Suggestion: Execute and select next item

Hi! First of all, atuin is awesome, thank you :smiley:

My suggestion is based on something I use in zsh frequently: accept-line-and-down-history (mapped to ctrl-o by default, which is how I discovered the inspector – already found that useful to see how long the system update took).

The way it works is very simple, execute the current line (like enter), but then re-open the search again. E.g. if you have a history of

1 # some older stuff
> edit foo
  rebuild

and do accept-line-and-down-history then it opens the editor, then when you close it, it has rebuild automatically selected.

It has relatives:

  • accept-line-and-infer-next which if you just have edit foo without having rebuild next, it searches for the previous edit foo (like Ctrl-R does) which has rebuild after it, and infers that you probably want rebuild again.
  • accept-and-hold, which supposing you have some long command foo, you execute that, it does the long command on foo, and puts you into editing the line again so you can easily do some long command bar.

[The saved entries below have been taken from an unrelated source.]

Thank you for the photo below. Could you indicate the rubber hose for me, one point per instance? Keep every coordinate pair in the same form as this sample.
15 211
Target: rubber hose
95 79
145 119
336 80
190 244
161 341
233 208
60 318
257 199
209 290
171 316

However, as for implementation, I’m not sure what’s best, I see two approaches, both with some downsides:

  1. Do the execute within the atuin process, makes next command easy but then atuin would have to deal with executing stuff which presumably comes with a lot of edge cases.
  2. Somehow tell the shell to reopen atuin after search. I think this is the better way, but then it might depend on behaviours of different shells… I’m new to shell tweaking so I don’t know if we can just store a variable and read that in precmd, and open atuin.
    But this still requires some modification in atuin to bind this into the search mode.

Having a look at atuin init zsh seems like option 2 is halfway there anyway, given output= in zsh and __atuin_output= in bash. However not sure about the rest so I thought I’d just reach out. I thought something like atuin search -i –-offset=10 etc but the offset doesn’t seem to do what I think it does.

What I started playing around with is

--- atuin-init.zsh	2026-01-03 16:52:15.415411151 +0000
+++ atuin-execute-and-down-history.zsh	2026-01-03 16:50:50.891191275 +0000
@@ -47,6 +47,11 @@ _atuin_precmd() {
 
     (ATUIN_LOG=error atuin history end --exit $EXIT ${duration:+--duration=$duration} -- $ATUIN_HISTORY_ID &) >/dev/null 2>&1
     export ATUIN_HISTORY_ID=""
+
+    if [[ "${__atuin_next__%:*}" == offset ]]; then
+        _atuin_search
+    fi
 }
 
 _atuin_search() {
@@ -72,6 +77,7 @@ _atuin_search() {
         then
             LBUFFER=${LBUFFER#__atuin_accept__:}
             zle accept-line
+            __atuin_next__=offset:10
         fi
     fi
 }
@@ -121,3 +127,4 @@ bindkey -M emacs '^[OA' atuin-up-search
 bindkey -M vicmd '^[OA' atuin-up-search-vicmd
 bindkey -M viins '^[OA' atuin-up-search-viins
 bindkey -M vicmd 'k' atuin-up-search-vicmd
+bindkey -M emacs '^o' atuin-accept-and-down-history

but this doesn’t work because ZSH doesn’t like being called in precmd (widgets can only be called when ZLE is active). And might have issues with recursion. I tried echoing ^R (raw control R entered via ^V^R) into /dev/tty or /dev/stdin but it doesn’t re-execute search

I use zle infer-next-history && zle up-history at the end of _atuin_search to position zle to the same history entry inside zsh’s own history when not executing the result so that ^o works. You can also run zle accept-line-and-infer-next to run the command and let zsh put you the place inside zsh’s history.

But be aware that this may conflict with some plugins and thus didn’t make it into atuin’s codebase.


atuin doesn’t have a linear history, so it would be ambiguous which command is next. Also, atuin searches the history and shows the results, not shows the history in some linear form. How would atuin show the next command?